でもオレは自分のために仕事に没頭してたんだけど、それが会社には認められて、ご褒美で東欧取材に行かせてもらえることになった。日曜版の「世界のマーケット」っていう、世界の市場を紹介する企画の取材だったんだけど、ちょうどそのころベルリンの壁が崩壊寸前で、東ベルリンから市民が逃げ出したりし始めたころでさ。おもしろいからそっちも撮って本社に送ったら「あいつは市場の取材で行ってるのに、ニュースを撮ってきた」ってみんなびっくりしてさ。それがきっかけとなってその後湾岸戦争とかアフガン、イラク、ルワンダとかの紛争取材に呼ばれるようになったんだ。
オレ自身も戦場取材は好きだったんだよね。普通に暮らしてたら絶対に味わえない、非日常の最たる世界だから、やればやるほどおもしろくなってくる。どんどん刺激が欲しくなって危ないところへ行きたくなるんだ。危険であればあるほど生の充実感を得られるっていうのかな。だから何度か死にそうなメにあったよ。
湾岸戦争ではオレめがけて降ってきたスカッドミサイルをパトリオット迎撃ミサイルが目の前で撃墜した、なんてこともあった。そのときはさすがに冷や汗をかいたけど、「目撃した!」という興奮と喜びを感じたよね。
だから少なくともオレは使命感を持って戦争取材をしてたんじゃない。
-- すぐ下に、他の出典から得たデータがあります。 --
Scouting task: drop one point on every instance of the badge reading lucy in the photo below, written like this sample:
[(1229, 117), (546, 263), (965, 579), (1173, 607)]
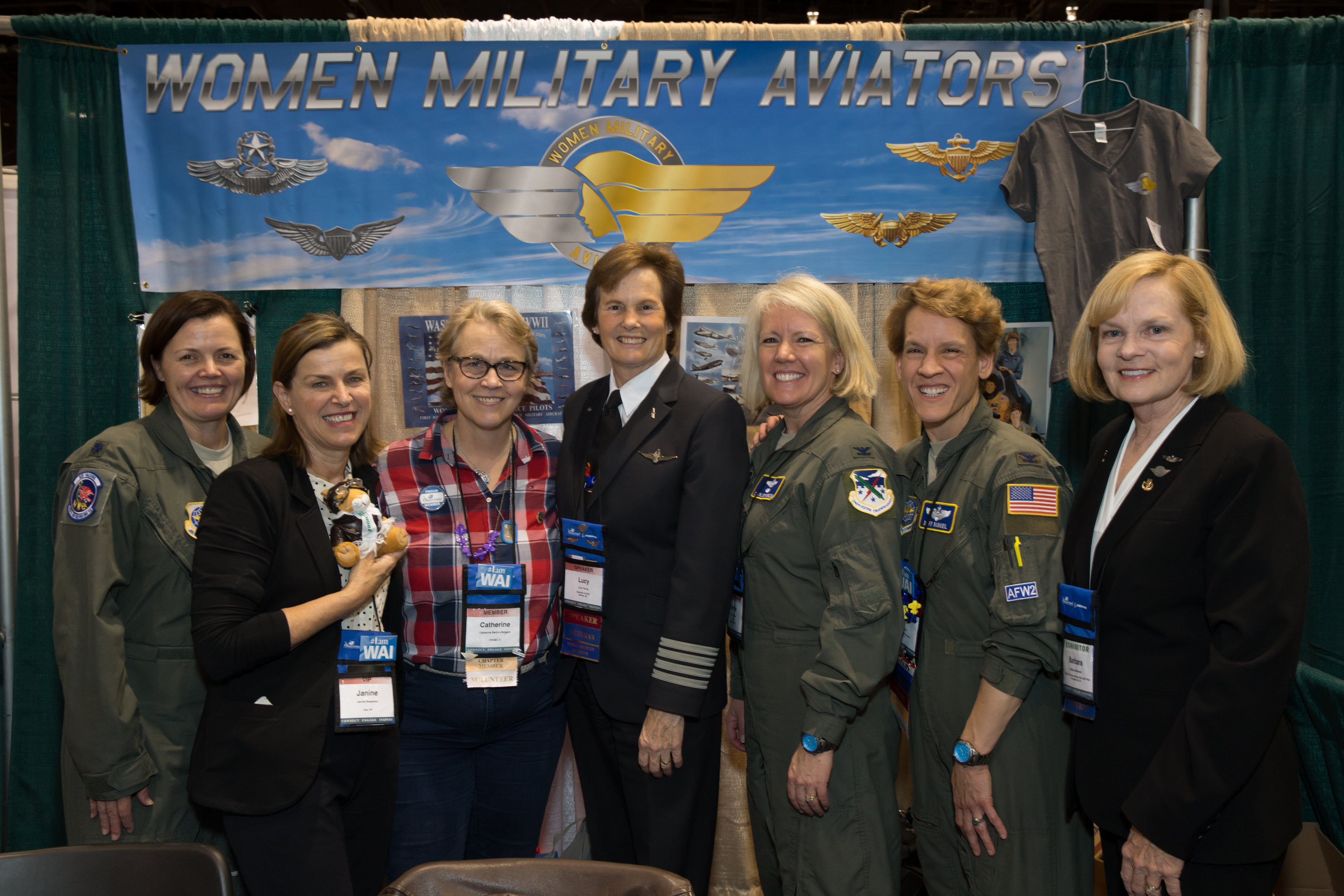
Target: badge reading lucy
[(870, 492), (645, 202)]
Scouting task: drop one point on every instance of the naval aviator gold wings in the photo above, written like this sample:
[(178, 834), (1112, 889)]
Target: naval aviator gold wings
[(611, 191), (955, 162), (889, 233)]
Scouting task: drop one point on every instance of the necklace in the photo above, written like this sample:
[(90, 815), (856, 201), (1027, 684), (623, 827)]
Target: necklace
[(479, 472), (464, 538)]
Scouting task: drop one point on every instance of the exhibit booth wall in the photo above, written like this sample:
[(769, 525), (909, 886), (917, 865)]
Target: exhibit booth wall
[(1276, 236)]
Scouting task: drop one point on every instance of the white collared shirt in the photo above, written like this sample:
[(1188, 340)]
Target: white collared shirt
[(638, 388), (1115, 495)]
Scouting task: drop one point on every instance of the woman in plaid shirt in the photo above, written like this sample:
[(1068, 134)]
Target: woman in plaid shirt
[(476, 487)]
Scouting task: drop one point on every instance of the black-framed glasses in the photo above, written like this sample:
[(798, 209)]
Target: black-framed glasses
[(476, 368)]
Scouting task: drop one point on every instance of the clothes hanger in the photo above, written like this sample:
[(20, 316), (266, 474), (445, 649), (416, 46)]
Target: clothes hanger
[(1105, 77)]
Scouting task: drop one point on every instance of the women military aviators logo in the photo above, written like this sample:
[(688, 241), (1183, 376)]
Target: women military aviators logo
[(611, 193), (84, 496), (870, 492)]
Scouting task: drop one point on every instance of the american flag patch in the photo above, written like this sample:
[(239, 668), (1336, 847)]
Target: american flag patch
[(1034, 500)]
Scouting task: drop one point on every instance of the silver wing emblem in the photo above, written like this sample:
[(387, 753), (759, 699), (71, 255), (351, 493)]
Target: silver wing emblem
[(336, 242), (256, 171)]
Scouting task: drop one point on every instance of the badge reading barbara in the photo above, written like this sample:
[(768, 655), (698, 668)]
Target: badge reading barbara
[(870, 492), (84, 496), (194, 518)]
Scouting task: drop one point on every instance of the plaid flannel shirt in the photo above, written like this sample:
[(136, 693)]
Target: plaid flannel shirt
[(432, 633)]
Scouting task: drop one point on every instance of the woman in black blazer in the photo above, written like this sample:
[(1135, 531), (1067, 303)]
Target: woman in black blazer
[(307, 809), (1189, 541), (660, 460)]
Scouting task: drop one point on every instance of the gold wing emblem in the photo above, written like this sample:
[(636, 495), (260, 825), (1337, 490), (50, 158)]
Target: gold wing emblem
[(955, 162), (889, 233), (666, 203)]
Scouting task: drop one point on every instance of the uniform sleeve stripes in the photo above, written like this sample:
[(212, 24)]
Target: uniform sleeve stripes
[(685, 664)]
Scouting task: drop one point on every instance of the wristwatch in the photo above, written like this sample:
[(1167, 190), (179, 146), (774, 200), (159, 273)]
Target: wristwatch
[(815, 745), (968, 755)]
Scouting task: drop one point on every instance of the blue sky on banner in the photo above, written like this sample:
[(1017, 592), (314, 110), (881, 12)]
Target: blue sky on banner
[(386, 158)]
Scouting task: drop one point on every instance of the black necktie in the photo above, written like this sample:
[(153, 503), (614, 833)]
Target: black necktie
[(608, 428)]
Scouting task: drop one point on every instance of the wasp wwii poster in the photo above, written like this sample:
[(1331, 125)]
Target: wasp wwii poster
[(432, 164)]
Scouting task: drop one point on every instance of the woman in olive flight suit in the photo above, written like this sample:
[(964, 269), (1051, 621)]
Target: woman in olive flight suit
[(820, 622), (127, 508), (983, 530)]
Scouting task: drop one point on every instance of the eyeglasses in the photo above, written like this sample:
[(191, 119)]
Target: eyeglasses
[(476, 368)]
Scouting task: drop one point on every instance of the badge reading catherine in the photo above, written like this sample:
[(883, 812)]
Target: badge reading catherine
[(84, 496), (870, 492), (1034, 500)]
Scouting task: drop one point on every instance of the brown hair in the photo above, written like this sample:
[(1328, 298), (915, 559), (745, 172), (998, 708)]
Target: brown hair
[(311, 334), (171, 317), (1225, 361), (497, 314), (613, 268), (967, 300)]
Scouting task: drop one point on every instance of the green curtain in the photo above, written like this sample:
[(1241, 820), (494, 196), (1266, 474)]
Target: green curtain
[(77, 351)]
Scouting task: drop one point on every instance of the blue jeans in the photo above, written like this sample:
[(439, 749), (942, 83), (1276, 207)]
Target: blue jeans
[(476, 768)]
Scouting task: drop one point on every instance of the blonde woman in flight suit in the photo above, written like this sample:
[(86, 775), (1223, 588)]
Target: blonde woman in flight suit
[(983, 527), (822, 613)]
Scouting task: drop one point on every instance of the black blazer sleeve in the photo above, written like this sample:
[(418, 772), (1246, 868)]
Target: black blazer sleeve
[(706, 553), (236, 548), (1256, 602)]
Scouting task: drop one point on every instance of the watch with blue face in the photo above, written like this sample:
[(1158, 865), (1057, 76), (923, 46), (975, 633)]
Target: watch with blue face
[(815, 745), (968, 755)]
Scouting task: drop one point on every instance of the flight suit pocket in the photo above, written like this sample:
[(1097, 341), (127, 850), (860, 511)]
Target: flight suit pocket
[(857, 590)]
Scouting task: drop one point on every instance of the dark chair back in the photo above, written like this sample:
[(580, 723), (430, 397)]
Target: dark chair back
[(118, 869), (537, 878)]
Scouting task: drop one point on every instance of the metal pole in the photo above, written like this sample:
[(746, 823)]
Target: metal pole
[(9, 554), (1197, 109)]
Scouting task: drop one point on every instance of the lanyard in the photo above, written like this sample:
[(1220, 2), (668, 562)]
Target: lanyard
[(461, 496)]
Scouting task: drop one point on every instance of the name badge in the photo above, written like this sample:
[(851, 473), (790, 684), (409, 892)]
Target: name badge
[(492, 609), (937, 516), (366, 690), (736, 605), (1080, 653), (582, 636), (912, 606), (768, 487)]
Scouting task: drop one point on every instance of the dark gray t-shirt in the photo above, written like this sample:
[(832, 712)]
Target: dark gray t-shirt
[(1096, 202)]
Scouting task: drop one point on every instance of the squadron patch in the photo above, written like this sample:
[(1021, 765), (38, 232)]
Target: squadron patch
[(937, 516), (194, 518), (84, 496), (870, 492)]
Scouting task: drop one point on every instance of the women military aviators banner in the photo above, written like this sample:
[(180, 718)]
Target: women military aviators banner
[(408, 164)]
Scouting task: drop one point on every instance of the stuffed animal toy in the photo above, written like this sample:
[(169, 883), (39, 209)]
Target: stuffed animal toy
[(362, 528)]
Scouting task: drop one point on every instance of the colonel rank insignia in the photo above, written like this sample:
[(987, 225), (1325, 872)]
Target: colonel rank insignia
[(870, 492)]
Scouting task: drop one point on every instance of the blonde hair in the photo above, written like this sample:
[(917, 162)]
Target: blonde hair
[(967, 300), (859, 377), (1225, 359), (495, 314)]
オレ自身がもっと刺激的なものを見たいから行ってたんだな。それは人間の生理だと思うよ。
そういう写真を撮ってたら朝日新聞からウチにこないかって話が来てさ。朝日の編集委員が2人がかりでオレを引き抜こうとしたんだよ。39歳ころだったかな。もし転職すると給料が1.5倍くらい上がるから一度は乗り気になったよ。その頃高いマンション買ってとにかく金がなかったからさ。だけど、朝日の現場のカメラマンたちがNOって言ったらしいんだ。「歳を食いすぎてるから使いづらい」って(笑)。